Los agentes de los servicios públicos que han sido encargados de poner en práctica las normas y procedimientos emanados de esta nueva política, sin embargo, parecen no sentirse interpelados por su tarea y están poco dispuestos a cumplirla, de acuerdo con datos recientes (SSA/INSP, 2003). Asimismo, según dichos datos las propias usuarias de los servicios –a quienes la política en cuestión intenta favorecer– tampoco se inclinan a buscar allí una solución al problema del maltrato conyugal y prefieren mantenerlo oculto o resolverlo de manera “privada”. Una de las razones que ofrecen para ello es que son objeto o temen sufrir el estigma y la discriminación de los servidores públicos que las atienden en esas instancias.
Tal discrepancia puede verse desde diferentes ángulos: se puede analizar como un problema de instrumentación de una política pública, identificando obstáculos de carácter organizacional, presupuestal, institucional, político, etc., o desde el punto de vista cultural se pueden analizar los discursos sociales que se entrecruzan en él, tanto desde su apreciación pública y su diseño político como desde los mismos mapas mentales de los sujetos que actúan en los espacios de interacción definidos como lugares de operación de estos programas.
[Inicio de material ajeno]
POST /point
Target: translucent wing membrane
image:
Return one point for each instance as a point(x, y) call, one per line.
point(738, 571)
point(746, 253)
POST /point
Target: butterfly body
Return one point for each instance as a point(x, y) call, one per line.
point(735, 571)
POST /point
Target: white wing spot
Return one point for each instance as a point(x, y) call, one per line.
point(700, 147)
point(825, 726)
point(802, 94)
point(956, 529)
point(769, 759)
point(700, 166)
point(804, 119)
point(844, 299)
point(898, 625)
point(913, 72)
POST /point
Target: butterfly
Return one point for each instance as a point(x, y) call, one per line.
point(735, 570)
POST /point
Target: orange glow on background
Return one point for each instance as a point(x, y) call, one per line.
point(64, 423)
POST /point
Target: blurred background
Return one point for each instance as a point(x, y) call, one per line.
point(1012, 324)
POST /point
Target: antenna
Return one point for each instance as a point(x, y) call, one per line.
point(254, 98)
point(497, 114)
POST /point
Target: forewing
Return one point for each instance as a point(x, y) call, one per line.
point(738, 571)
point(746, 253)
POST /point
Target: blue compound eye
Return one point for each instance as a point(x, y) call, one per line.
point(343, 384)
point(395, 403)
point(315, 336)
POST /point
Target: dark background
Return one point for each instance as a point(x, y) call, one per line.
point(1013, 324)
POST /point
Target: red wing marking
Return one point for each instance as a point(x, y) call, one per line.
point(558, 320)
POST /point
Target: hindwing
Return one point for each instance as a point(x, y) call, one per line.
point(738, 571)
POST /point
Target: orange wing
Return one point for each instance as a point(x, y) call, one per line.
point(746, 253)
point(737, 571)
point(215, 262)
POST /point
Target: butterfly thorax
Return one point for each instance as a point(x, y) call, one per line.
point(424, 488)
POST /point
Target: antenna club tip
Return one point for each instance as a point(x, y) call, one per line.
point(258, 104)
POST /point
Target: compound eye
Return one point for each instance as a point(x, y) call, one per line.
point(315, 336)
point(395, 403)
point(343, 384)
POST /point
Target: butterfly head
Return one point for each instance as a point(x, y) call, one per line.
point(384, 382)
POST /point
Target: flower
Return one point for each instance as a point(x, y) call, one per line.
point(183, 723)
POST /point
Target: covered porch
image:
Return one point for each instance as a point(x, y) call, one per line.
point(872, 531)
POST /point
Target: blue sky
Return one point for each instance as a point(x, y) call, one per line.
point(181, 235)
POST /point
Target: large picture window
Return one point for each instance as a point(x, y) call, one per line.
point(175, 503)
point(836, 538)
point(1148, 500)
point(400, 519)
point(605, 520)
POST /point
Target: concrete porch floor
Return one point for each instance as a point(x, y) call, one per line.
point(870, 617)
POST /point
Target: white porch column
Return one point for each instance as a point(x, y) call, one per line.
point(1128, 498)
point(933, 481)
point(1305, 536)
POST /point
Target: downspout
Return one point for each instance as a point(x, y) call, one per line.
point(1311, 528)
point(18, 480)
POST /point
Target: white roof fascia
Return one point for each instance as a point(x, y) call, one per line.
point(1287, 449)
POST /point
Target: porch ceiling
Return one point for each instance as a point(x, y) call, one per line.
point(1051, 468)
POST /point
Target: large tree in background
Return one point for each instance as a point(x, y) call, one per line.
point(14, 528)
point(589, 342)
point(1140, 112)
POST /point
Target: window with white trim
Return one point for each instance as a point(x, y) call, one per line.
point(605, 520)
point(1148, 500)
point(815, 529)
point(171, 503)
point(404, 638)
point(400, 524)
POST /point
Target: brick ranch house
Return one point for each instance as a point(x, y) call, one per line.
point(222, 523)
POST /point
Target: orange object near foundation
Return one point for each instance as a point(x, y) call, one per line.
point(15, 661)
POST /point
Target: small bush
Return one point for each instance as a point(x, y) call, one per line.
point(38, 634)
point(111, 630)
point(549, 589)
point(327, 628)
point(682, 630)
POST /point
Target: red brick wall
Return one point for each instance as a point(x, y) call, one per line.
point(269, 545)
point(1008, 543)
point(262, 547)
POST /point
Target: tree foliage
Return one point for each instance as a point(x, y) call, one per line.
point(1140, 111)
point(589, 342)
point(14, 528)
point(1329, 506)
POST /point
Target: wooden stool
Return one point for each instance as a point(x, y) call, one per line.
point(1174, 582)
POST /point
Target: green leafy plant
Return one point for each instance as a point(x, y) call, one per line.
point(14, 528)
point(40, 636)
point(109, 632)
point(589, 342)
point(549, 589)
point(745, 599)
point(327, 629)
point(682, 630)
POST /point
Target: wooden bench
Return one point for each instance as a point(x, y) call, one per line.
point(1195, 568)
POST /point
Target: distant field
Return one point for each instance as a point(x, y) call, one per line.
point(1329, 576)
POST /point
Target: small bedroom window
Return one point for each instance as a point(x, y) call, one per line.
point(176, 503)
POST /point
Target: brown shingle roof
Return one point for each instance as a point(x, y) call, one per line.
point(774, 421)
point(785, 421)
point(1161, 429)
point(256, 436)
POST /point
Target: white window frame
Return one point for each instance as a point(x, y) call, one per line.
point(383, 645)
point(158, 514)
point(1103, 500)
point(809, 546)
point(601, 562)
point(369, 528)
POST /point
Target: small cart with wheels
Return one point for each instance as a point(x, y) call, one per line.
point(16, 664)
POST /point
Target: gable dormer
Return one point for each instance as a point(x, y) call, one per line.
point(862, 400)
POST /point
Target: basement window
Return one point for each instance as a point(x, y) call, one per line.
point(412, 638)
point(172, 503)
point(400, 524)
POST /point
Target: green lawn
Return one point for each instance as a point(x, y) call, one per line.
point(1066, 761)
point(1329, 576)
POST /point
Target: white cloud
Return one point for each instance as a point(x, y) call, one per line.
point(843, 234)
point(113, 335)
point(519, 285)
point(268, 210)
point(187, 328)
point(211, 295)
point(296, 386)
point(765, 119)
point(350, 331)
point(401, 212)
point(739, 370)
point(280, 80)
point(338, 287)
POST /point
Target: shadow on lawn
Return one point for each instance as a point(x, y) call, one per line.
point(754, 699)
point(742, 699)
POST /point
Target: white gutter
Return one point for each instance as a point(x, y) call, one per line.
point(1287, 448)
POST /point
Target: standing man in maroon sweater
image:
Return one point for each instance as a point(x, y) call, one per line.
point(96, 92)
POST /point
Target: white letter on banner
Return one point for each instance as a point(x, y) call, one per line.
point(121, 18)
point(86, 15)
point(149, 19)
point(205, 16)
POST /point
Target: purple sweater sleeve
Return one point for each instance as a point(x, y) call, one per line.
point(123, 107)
Los principales argumentos que se proponen en este libro se sustentan en una investigación sociológica de carácter cualitativo que optó por la segunda vía mencionada, por entender que un análisis discursivo y cultural de las políticas públicas ha sido hasta el momento tan escaso como necesario para responder a algunas de las preguntas suscitadas por la aparente “inadecuación” entre el diseño de las mismas y la realidad de los sujetos a quienes interpela y cuya vida, conducta y valores intenta modificar. El enfoque elegido parte de la convicción de que el orden del discurso no es un elemento ornamental que se añade a la vida social, sino que constituye su misma sustancia, al producir sujetos, prácticas significativas, relaciones de poder, conocimientos, problemas sociales y soluciones políticas. Para los efectos de este trabajo adoptamos un enfoque que considera al discurso como “las relaciones sociales –y de poder– tal como se manifiestan a través del lenguaje” (Wodak, 2003), lo que implica que se han de tomar en cuenta “tanto las estructuras y procesos sociales que producen textos, como las estructuras y procesos sociales en los cuales los individuos o grupos, en tanto que sujetos históricos, crean sentidos en su interacción con textos” (Fairclough y Kress, 1993). Es en relación con esos discursos sociales que los individuos adoptan diferentes “posiciones de sujeto” (Foucault, 1983), dependiendo del campo en que se desenvuelvan o de sus requerimientos específicos en un momento dado.